Insurance merger is not a popular union

This week’s stock market review

The markets proved their unpredictable nature last week when CGU, the UK’s
biggest composite insurer and Norwich Union, one of the country’s leading life
assurance companies, were wrong-footed by the City following the announcement
that the two companies have agreed to merge. The deal, which was struck in
private and is said to be worth about £20bn, got the thumbs down and their
stock prices were badly hit.

The enlarged group is set to dominate the UK general insurance market, which
includes home, business and motor insurance. But on the life and pensions front
it would still be behind Prudential. The new group would command about 20 per
cent of the general insurance market and about half that of UK life business,
although, with estimated annual premium income of about £26bn, the group would
still be dwarfed on the European stage, ranking behind France’s AXA Group,
Germany’s Allianz, Italy’s Generali and Switzerland’s Zurich.

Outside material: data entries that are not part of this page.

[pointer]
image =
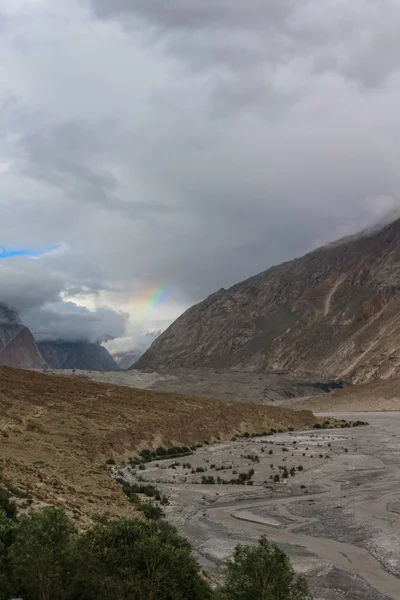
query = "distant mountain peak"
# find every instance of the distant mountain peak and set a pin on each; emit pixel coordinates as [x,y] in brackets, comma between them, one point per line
[333,312]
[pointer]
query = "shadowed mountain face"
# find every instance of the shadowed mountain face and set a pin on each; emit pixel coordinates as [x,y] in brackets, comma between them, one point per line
[77,355]
[335,312]
[17,346]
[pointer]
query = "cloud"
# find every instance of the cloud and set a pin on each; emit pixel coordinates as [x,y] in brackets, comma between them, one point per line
[12,253]
[186,145]
[359,43]
[67,321]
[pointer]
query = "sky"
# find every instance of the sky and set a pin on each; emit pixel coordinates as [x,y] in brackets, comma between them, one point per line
[165,149]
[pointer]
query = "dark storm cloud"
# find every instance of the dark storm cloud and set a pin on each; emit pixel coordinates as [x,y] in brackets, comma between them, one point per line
[70,322]
[71,156]
[186,145]
[358,41]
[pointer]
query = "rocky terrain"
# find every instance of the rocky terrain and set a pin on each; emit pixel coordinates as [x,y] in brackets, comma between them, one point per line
[372,396]
[263,388]
[17,345]
[328,497]
[334,312]
[77,355]
[56,433]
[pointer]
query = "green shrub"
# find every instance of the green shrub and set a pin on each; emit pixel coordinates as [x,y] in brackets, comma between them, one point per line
[6,505]
[263,572]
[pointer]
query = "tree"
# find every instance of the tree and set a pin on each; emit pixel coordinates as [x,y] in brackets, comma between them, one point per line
[263,572]
[7,536]
[132,559]
[41,555]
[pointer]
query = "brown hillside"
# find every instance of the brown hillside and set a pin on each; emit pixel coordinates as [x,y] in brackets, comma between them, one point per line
[368,397]
[57,432]
[334,312]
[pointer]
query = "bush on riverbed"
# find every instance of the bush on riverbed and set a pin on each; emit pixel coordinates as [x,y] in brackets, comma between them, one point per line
[43,556]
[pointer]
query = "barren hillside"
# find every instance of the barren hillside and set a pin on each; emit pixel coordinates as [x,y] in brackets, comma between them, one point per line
[57,432]
[334,312]
[367,397]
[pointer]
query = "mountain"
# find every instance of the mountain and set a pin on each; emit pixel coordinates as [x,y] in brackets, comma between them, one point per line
[126,359]
[17,345]
[334,312]
[77,355]
[126,351]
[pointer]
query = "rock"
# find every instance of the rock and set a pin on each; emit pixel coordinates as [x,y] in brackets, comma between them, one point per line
[333,312]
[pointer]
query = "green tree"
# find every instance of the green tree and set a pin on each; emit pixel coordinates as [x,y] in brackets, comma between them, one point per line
[263,572]
[132,559]
[7,536]
[41,555]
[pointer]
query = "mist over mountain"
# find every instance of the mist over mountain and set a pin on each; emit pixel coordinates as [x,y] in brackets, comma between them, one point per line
[333,312]
[17,345]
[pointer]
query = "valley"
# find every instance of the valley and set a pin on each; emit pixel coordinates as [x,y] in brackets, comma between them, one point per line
[338,515]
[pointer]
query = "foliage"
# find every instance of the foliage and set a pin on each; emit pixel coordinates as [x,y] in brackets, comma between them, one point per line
[44,557]
[41,556]
[263,572]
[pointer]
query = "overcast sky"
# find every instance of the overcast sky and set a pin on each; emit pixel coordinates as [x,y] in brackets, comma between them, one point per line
[173,147]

Apart from the fact that the CGU and Norwich Union deal would threaten jobs,
many City analysts think it represents a bad deal for Norwich Union
shareholders. The company has been the subject of takeover speculations since
it de-mutualised. Many analysts think its shareholders may have lost the
opportunity of receiving a much higher premium had the company been taken over
by a major European player instead.

Dow Jones crash gives investors the jitters

The stock markets exhibited heavy volatility last week when the US Dow Jones
Industrial Average crashed below the psychologically significant 10,000 mark –
its lowest point since October 1999. The cause of the sharp fall was attributed
to investors’ concerns about interest rates and corporate earnings. Many took
flight from shares and pilled into bonds.

But despite the markets’ weakness, the global technology sector remained
strong. During the week the pressure from across the Atlantic had a negative
impact on the UK market. The FTSE went roller coaster, often shedding its gains
and finishing in negative territory.

Centrica has Internet project in the pipeline

British Gas, through its subsidiary Centrica, is seriously contemplating
joining the telecoms gravy train. Centrica, which last year bought the AA, the
roadside breakdown group, has announced plans to develop a mobile Internet
service towards the end of the year. The company is setting aside about £150m
for the project.

The news was well received by the City and the company’s share price rose.
Centrica is also going into financial services and its first product, an
Individual Savings Account scheme, has been developed jointly with Norwich
Union. Centrica last week reported a big rise in its earnings. The jump of
nearly 90 per cent to more than £330m far exceeded analysts’ forecasts.